Answering a question from a reader today. If you have a topic you would like discussed here just email me at theminimalistmom at gmail dot com.
From reader A:
Several family members are shoppers/pack rats and have been so incredibly generous to us, particularly since we had our baby. However, this means that we have a huge influx of stuff, even though neither my husband nor I shop. If I wasn’t such a purger by nature, we could have been featured on an episode of hoarders by now. As it is, our reasonably sized apartment is completely packed to the gills.
Do you have any experience/advice on how to deal with the sometimes unwanted gifts from others without hurting anyone’s feelings? Suggestions that we could give them on what to give us instead of more stuff? I would hate to seem ungrateful or to offend anyone, but I end up giving so much away, and that doesn’t feel right either. . .
Our first Christmas after the big purge I opened every gift for my son, and there were many, and I felt deflated at the thought of storing it in my home. The gifts felt like a burden instead of what they were: gifts.
I was torn with guilt at not feeling gratitude and frustration over the work these gifts would be: sorting, donating, stressing over if someone noticed we no longer had them in our home.
Since then I’ve worked on a few things and have come to a happy place on what to do with unwanted gifts and how to gracefully and lovingly deal with generous relatives.
Make your wishes known.
My mom and my mother-in-law know about this blog and read it. We’ve talked to them about our hopes of raising Henry without a lot of stuff.
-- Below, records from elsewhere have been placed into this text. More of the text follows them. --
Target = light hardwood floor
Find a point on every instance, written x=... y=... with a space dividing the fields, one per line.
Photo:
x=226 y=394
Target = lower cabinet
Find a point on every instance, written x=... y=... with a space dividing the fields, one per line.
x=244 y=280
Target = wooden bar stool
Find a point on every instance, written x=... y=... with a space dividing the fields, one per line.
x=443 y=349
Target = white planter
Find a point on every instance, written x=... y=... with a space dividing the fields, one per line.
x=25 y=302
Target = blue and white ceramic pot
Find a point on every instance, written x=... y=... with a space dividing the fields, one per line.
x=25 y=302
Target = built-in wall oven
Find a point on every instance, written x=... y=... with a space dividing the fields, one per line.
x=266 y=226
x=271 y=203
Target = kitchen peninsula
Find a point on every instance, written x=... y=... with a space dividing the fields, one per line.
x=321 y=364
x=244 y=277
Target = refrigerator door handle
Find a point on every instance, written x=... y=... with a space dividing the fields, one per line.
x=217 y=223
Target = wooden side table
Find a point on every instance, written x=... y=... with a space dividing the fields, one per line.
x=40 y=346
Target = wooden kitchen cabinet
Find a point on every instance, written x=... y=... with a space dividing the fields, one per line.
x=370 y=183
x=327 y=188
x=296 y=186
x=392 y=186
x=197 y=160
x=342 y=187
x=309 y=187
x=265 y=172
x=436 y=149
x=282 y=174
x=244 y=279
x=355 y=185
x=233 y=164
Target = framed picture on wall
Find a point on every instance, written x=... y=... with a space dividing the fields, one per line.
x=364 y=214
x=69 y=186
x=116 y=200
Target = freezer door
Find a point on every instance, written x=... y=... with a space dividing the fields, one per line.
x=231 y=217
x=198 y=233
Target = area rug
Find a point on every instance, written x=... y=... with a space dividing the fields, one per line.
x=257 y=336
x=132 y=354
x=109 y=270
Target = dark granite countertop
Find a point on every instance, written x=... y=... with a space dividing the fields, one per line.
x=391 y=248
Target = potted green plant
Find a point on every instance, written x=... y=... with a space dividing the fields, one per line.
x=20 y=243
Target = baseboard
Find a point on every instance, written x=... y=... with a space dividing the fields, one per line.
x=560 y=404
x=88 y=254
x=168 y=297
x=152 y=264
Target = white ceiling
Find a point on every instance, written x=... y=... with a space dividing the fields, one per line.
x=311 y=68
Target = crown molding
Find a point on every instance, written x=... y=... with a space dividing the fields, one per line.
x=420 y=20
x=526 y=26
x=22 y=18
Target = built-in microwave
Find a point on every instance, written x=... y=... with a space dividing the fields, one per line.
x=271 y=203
But, you know, they’re still grandmas.
They love giving their grandson gifts and clothes. Moving overseas has not deterred them. They pay exorbitant amounts of postage to send Henry clothing and toys on his birthday and at Christmas. And even someitmes just because they saw something for him that they couldn’t resist.
They’ve toned it down a shade, which is helpful, but we still get a lot of things from them. So I don’t get frustrated by it now. If they still want to send a lot of stuff they know we might donate it if it’s not something we will use.
Let them know what you need.
Another thing that has greatly helped is that we give them gift ideas and let them know what we have used from previous gifts.
Both grandmas love buying clothes so I make sure to tell them about the ones that they have bought and that we use a lot. When we were visiting family in Canada recently I pointed out when Henry was wearing something that they had bought (which was most of his outfits) and thanked them again for it. Side note: I rarely buy clothes for my son. We get enough from the grandmas that I only need to buy a handful of things when Henry grows out of a size.
You can also use a list making tool, like Amazon Wish List, and share it with relatives. That way they are buying things they know you will use.
Ask for experience gifts.
We suggested, and received, a family pass for the Vancouver Art Gallery one year. Every time we went to the gallery I mentioned it to my mother-in-law and thanked her again for the gift.
If people want suggestions for gifts ask for passes to the zoo, aquarium, children’s museum, etc. Make sure to send a quick note of thanks or mention it in passing when you use those experience gifts. It reinforces that they gave a gift that kept on giving and they’ll be more likely to give an experience gift again.
Keep things for a short time and then donate them.
Prolific gift givers tend to forget what they bought. Unless it’s an heirloom item, store it away for a few months and then pass it on to someone that will use it.
Are you running the risk that someone will ask about it and you’ll have to tell them you donated their gift? Yes. It might feel awkward at first but thank them again for the gift and then say you weren’t able to use it.
I know it doesn’t feel right to donate gifts but if you’ve made your wishes known, if you’ve suggested experience gifts or things you could use, and the gift giver still hasn’t taken the message, move on. It’s your home and you can decide what stays and what goes – regardless of if it was a gift.
Always be thankful.
I’m a terrible gift receiver. Long before embracing minimalism I felt awkward and embarrassed when I received gifts. The reasons are many fold and have to do with receiving charity as a child, growing up without a lot of money and my dad. Too cliched and boring to get into here.
I’m trying to be a better gift receiver now. To be thankful and cheerful even if I’m getting something that is going right to the donation pile.
Because the gift isn’t about me. The gift has nothing to do with my son’s minimalist toy box or my two pairs of jeans or my small home.
The gift is about the person giving it.
So smile for them and be thankful.
Anyone else have suggestion for dealing with unwanted gifts from relatives?